I am in the midst of reading and exercising “Designing Your Life” by Bill Burnett and Dave Evans. It is intended to literally help you design the life you want “now”, which may change from time to time. As it opines, the life you want is not the same when you are a teenager, a working young adult, and later if you are lucky enough to be an “empty-nester”.
I have reinvented my life several times; sometimes moving from a place of fear; sometimes ambition, and always because I wanted to–it was a decision. Taking risks to overcome your fears requires embracing them and squeezing them to death. Chasing ambition is not a sin when it is done with good and worthy intentions. Change takes courage, unless it is hoisted upon you, which it often is. But, if we learn that reflection is helpful, as opposed to obsession, then we can have some control over how our life might change.
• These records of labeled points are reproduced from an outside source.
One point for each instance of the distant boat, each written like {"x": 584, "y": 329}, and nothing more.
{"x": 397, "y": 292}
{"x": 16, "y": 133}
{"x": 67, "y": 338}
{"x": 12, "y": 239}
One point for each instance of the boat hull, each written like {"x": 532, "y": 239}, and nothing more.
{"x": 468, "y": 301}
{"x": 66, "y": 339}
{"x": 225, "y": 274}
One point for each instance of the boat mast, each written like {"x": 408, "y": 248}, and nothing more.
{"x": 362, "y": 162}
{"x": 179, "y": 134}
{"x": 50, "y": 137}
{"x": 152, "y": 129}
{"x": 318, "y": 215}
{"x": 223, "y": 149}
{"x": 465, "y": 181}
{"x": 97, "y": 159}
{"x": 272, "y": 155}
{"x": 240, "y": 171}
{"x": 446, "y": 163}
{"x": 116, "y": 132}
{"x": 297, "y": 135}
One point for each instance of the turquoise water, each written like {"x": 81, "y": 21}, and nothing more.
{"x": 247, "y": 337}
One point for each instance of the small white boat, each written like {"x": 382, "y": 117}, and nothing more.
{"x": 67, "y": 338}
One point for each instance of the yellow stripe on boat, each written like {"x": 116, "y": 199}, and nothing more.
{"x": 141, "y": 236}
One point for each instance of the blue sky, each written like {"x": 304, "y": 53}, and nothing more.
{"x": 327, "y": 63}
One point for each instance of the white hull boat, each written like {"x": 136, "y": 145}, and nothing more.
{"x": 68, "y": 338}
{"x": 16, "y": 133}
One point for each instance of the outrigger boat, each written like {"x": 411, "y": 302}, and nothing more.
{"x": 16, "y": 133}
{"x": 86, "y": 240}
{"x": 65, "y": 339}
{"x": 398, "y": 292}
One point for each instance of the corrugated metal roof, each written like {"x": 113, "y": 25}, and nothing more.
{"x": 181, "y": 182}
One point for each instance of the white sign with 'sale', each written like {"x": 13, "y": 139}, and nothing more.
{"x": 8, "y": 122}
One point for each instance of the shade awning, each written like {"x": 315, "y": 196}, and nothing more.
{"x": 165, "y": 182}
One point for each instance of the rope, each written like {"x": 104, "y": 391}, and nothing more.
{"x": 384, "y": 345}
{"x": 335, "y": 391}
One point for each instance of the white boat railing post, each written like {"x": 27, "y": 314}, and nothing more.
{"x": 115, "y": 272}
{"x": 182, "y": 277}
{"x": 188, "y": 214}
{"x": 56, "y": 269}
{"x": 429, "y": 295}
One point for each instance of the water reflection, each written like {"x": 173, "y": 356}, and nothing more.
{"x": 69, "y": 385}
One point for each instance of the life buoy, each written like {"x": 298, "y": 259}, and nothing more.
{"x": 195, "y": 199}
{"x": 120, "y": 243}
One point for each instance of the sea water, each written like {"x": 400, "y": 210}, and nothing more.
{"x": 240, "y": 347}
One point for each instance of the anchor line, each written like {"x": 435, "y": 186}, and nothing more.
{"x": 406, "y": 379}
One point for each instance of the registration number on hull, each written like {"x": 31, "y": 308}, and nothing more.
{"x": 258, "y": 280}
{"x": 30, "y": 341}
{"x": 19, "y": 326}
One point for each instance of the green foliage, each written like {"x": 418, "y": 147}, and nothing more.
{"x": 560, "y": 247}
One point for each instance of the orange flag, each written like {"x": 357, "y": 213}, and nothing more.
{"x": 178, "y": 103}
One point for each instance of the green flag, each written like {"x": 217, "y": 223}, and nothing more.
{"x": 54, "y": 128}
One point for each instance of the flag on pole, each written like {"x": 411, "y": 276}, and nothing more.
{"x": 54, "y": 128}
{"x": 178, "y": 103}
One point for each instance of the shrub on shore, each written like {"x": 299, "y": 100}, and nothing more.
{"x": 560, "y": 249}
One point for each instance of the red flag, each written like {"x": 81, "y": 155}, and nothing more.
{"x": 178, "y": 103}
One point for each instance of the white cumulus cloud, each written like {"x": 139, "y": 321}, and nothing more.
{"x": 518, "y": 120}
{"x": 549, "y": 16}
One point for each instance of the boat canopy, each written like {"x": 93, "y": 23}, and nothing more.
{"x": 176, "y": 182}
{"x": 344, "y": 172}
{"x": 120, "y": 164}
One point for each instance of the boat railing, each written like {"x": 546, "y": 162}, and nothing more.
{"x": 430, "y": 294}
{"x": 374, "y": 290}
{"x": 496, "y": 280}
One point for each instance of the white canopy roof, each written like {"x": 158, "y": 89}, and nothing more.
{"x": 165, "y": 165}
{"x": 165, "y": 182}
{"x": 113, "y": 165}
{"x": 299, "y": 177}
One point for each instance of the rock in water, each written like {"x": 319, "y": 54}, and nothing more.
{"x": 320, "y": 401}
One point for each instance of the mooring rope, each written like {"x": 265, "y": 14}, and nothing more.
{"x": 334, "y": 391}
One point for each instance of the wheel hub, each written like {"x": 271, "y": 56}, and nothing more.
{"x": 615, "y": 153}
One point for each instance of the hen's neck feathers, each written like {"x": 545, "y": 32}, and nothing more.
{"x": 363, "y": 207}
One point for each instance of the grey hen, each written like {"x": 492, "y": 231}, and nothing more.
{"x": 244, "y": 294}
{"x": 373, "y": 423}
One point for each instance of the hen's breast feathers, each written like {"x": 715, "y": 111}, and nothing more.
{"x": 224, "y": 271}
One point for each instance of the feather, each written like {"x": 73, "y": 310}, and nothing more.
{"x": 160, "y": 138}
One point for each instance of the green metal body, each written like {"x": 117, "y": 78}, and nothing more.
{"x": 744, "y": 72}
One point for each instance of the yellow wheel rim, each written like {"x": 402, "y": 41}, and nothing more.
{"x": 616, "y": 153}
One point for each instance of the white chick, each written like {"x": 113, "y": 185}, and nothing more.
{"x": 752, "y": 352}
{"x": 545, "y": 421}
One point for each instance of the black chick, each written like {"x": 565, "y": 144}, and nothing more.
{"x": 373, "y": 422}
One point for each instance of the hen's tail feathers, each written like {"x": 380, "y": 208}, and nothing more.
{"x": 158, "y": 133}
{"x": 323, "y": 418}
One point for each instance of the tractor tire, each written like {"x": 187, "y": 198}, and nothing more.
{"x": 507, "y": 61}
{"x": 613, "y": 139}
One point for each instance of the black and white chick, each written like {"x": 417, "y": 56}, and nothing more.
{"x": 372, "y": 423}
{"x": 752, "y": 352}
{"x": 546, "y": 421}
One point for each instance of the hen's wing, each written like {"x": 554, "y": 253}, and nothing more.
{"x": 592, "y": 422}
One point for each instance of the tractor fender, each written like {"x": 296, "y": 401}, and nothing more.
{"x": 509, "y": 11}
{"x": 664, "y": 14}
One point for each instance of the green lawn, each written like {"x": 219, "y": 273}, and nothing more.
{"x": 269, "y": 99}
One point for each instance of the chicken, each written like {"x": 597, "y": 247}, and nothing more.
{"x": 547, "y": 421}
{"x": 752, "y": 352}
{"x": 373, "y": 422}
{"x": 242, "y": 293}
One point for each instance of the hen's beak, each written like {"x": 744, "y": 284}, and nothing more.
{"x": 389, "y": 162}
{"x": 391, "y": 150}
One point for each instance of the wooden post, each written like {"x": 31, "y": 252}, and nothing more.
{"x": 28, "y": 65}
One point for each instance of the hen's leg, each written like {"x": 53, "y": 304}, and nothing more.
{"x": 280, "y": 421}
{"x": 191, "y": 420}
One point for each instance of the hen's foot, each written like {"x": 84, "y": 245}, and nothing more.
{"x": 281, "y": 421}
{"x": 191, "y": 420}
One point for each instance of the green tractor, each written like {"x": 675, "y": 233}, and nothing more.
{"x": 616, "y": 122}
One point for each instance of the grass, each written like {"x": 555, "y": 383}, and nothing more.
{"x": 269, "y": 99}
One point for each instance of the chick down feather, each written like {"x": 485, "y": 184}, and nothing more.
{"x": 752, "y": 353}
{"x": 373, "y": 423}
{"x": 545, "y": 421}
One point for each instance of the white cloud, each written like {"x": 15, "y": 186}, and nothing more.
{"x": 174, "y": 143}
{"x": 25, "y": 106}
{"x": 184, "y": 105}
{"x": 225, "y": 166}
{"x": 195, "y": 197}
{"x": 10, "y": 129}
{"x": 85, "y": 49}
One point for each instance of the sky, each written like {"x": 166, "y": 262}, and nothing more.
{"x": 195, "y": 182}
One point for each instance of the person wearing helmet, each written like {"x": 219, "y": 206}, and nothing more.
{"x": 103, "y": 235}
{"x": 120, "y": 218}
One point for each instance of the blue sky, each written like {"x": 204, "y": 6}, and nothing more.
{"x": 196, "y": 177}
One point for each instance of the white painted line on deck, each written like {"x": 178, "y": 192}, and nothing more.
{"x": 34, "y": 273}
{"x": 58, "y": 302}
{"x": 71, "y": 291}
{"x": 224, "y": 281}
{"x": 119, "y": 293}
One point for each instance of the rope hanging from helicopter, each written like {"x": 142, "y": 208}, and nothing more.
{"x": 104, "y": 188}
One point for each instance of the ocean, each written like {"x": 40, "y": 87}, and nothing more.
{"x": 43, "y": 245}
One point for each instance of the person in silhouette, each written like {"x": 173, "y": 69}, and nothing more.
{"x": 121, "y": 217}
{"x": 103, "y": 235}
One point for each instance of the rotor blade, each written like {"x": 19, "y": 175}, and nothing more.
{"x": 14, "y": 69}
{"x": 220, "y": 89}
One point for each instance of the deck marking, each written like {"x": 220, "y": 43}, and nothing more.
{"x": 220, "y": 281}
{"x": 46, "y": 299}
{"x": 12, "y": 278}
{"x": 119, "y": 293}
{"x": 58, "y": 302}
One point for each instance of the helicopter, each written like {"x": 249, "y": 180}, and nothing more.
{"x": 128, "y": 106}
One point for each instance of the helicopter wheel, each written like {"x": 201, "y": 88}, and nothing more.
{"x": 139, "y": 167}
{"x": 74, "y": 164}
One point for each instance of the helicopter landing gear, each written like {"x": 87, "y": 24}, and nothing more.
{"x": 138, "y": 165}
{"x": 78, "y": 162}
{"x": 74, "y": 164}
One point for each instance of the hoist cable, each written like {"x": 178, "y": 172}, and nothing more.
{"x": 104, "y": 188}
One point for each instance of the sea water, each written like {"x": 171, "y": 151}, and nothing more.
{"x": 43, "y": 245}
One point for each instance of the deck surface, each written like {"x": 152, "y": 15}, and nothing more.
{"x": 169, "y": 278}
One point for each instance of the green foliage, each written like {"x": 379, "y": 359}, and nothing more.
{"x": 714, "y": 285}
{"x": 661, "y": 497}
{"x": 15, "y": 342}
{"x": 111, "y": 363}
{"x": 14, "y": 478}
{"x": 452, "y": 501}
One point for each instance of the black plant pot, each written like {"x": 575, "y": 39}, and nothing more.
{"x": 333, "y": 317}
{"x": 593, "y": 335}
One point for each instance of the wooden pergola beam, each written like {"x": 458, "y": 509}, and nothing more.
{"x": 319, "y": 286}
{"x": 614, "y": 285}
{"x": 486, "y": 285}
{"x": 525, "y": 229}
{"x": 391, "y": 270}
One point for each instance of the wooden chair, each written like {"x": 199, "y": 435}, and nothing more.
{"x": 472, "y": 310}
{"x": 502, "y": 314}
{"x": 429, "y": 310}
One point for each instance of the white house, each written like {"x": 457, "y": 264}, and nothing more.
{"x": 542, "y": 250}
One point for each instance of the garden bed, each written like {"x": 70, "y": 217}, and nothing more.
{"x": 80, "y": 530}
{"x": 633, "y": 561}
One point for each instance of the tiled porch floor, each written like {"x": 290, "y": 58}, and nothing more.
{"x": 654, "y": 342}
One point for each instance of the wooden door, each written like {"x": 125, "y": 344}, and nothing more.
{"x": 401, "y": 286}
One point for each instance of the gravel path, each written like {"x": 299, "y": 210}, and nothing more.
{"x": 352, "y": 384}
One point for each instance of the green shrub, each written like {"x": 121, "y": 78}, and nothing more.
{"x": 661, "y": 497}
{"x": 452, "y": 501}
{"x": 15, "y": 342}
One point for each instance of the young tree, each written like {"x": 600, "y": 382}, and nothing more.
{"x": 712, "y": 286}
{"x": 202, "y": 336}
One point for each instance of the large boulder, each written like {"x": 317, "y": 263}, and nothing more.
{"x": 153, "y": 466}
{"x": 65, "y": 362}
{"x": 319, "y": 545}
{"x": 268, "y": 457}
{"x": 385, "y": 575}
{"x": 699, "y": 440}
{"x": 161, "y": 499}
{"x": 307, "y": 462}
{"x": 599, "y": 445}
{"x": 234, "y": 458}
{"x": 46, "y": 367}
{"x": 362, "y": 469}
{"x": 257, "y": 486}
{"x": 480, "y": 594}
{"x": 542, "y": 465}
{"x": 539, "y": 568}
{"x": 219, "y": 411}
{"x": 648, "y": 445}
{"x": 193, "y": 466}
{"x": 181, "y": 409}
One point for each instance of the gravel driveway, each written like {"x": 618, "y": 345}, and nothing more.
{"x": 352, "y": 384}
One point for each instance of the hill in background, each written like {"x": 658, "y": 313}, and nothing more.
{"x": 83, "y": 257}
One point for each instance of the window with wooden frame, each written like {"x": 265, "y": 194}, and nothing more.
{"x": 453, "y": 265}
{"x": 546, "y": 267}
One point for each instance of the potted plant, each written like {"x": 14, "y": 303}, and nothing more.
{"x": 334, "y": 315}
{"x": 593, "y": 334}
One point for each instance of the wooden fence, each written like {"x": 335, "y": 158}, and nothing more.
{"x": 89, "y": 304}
I am reflecting on whether I know enough about my own life to redesign it again. I would never say one last time, because I know that is foolish. Once you have gotten used to knowing and acting on a desire to change and better yourself in any way, you know that so long as you are alive, some change is always feasible.
Reading the book on designing your life I thought would be appropriate, because as a lifelong learner, and a teacher, I am always open to someone teaching me the ropes in something I want to take on that will save me time and trouble. It is time well invested. Either at the end of this book I will say wow, I knew all of this already (Fat chance!), which means I will be free to make my own plans as I always have. Or, it might teach me how to go about my next re-design armed with some new knowledge and a tool box I did not have before (much more likely outcome).
I am not sure if I will do these exercises from the book in public. But, if I think I want to, I might post them. This one I am about to do is “Workview Reflection”–off to exercise peeps!